Meet the Bothams: Three generations, three sports

James Botham — former England all-rounder Ian's grandson — earned a call-up for Wales rugby team, becoming the third in the family to have played at an elite level

Having a famous sporting surname can be a daunting prospect for some, but James Botham clearly isn’t fazed. On Tuesday, the Cardiff Blues flanker earned his maiden call-up to the Wales rugby squad ahead of the weekend’s Autumn’s Nations Cup. James is the grandson of former England cricketing legend Ian and son of Liam, an ex-Cardiff winger. The 22-year-old’s elevation is a glowing testament to the legacy of the Bothams – a family whose three generations have played sport at the elite level.

Ian Botham, the cricketer

From 1977 — when he made his international debut against Australia at Trent Bridge — to 1986, Ian Botham was arguably one of the finest all-rounders in world cricket. Injuries and a drastic dip in form may have curtailed his prowess towards the end of his career, but having featured in 102 Tests, he is still considered to be one of England’s finest cricketers. For someone, who could hardly put a foot wrong on the cricket field, it’s scarcely believable that at one stage, he was confused between becoming a cricketer and a footballer. That’s because between taking wickets and scoring hundreds for Somerset, a young Ian was also making waves playing league football for Scunthorpe. Ultimately, it was on his father’s advice that he dropped the idea of pursuing football as a career.

Liam: Cricketer, rugby player and a footballer

When asked about his 6-year-old son Liam’s sporting ambitions, father Ian had famously quipped: “A cheeky bugger who reckons he is going to be better than his old man.” Since then, there was little doubt about his career trajectory. In fact, for a fleeting moment, it looked like Liam would surpass his illustrious father’s feats on the cricket field. On his first-class debut as an 18-year-old medium-pacer for Hampshire, he would go on to pick five wickets, including that of former England captain and his father’s team-mate Mike Gatting. Surprisingly, Liam quickly realised that cricket was not his calling. In 1997, at the age of 20, he signed up for Rugby Union club West Hartlepool, where he played as a fullback.
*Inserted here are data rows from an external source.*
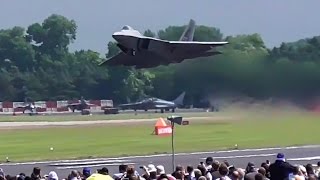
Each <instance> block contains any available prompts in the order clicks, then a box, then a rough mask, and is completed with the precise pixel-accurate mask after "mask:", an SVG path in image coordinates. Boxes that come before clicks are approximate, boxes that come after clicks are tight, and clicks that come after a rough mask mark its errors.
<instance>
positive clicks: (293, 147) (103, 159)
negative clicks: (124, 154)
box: [0, 145, 320, 166]
mask: <svg viewBox="0 0 320 180" xmlns="http://www.w3.org/2000/svg"><path fill="white" fill-rule="evenodd" d="M306 148H320V145H305V146H289V147H275V148H259V149H242V150H224V151H211V152H193V153H177V154H175V156H187V155H201V154H219V153H233V152H259V151H271V150H289V149H306ZM166 156H171V154H156V155H144V156H125V157H116V158H94V159H79V160H55V161H38V162H23V163H2V164H0V165H6V166H15V165H32V164H50V163H64V162H84V161H99V160H100V161H103V160H121V159H135V158H153V157H166Z"/></svg>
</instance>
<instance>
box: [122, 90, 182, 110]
mask: <svg viewBox="0 0 320 180" xmlns="http://www.w3.org/2000/svg"><path fill="white" fill-rule="evenodd" d="M185 94H186V93H185V92H183V93H181V94H180V95H179V96H178V97H177V98H176V99H175V100H173V101H166V100H163V99H159V98H155V97H152V98H147V99H144V100H142V101H139V102H135V103H129V104H121V105H119V108H120V109H122V110H125V109H133V110H134V111H137V110H144V111H148V110H149V109H156V110H157V109H160V110H161V113H164V111H169V110H170V109H171V111H172V112H175V109H176V108H177V107H179V106H181V105H183V99H184V96H185Z"/></svg>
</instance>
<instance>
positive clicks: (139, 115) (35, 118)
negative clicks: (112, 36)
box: [0, 112, 214, 122]
mask: <svg viewBox="0 0 320 180" xmlns="http://www.w3.org/2000/svg"><path fill="white" fill-rule="evenodd" d="M173 114H175V115H180V116H183V117H207V116H211V115H214V112H181V113H137V115H135V114H134V113H121V112H120V113H119V114H93V115H89V116H87V115H85V116H83V115H81V114H80V113H76V114H67V115H35V116H29V115H17V116H9V115H5V116H0V122H36V121H47V122H59V121H60V122H61V121H92V120H125V119H151V118H159V117H163V118H166V117H167V116H170V115H173Z"/></svg>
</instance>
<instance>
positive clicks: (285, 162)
mask: <svg viewBox="0 0 320 180" xmlns="http://www.w3.org/2000/svg"><path fill="white" fill-rule="evenodd" d="M269 170H270V180H283V179H286V178H288V177H289V174H290V173H292V172H293V171H294V166H292V165H291V164H289V163H288V162H286V161H285V157H284V154H282V153H278V154H277V159H276V160H275V162H274V163H272V164H271V165H270V167H269Z"/></svg>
Three years later, he shifted base to Cardiff to play for Cardiff RFC, a team that incidentally would be the predecessors to the Blues.
Disillusioned by the Rugby Union, Liam shifted his allegiance to the Rugby League in 2003, when he inked a dual-code contract with the Leeds Rhinos. Ultimately, at the age of 28, a neck injury ended Liam’s career. From a cricketer to a Rugby Union player to Rugby League footballer, Liam dabbled in three diverse sporting disciplines.

James, the Welsh rugby player

Father Liam’s days as a Cardiff winger meant James would crisscross between the Welsh capital and Caerleon during his childhood. This not only strengthened his resolve to choose rugby as a career, but it would also play a key role in strengthening the love for his Welsh roots. It’s something that his grandfather would attest. “I remember my wife Kath decorating a bedroom at home for Jimbo (James) when he was little…it had to be red, have three feathers and we would have some rugby posts in a barn that we had. He’s always said that he’s Welsh,” Ian Botham had told Wales Online.

In an interview with The Guardian, Ian would remark about his grandson: “He has the same single-mindedness and determination that I had.” Little wonder then that with all this talent, family legacy and dollops of determination, James has seamlessly graduated through the ranks to earn a call-up to the Wales rugby squad.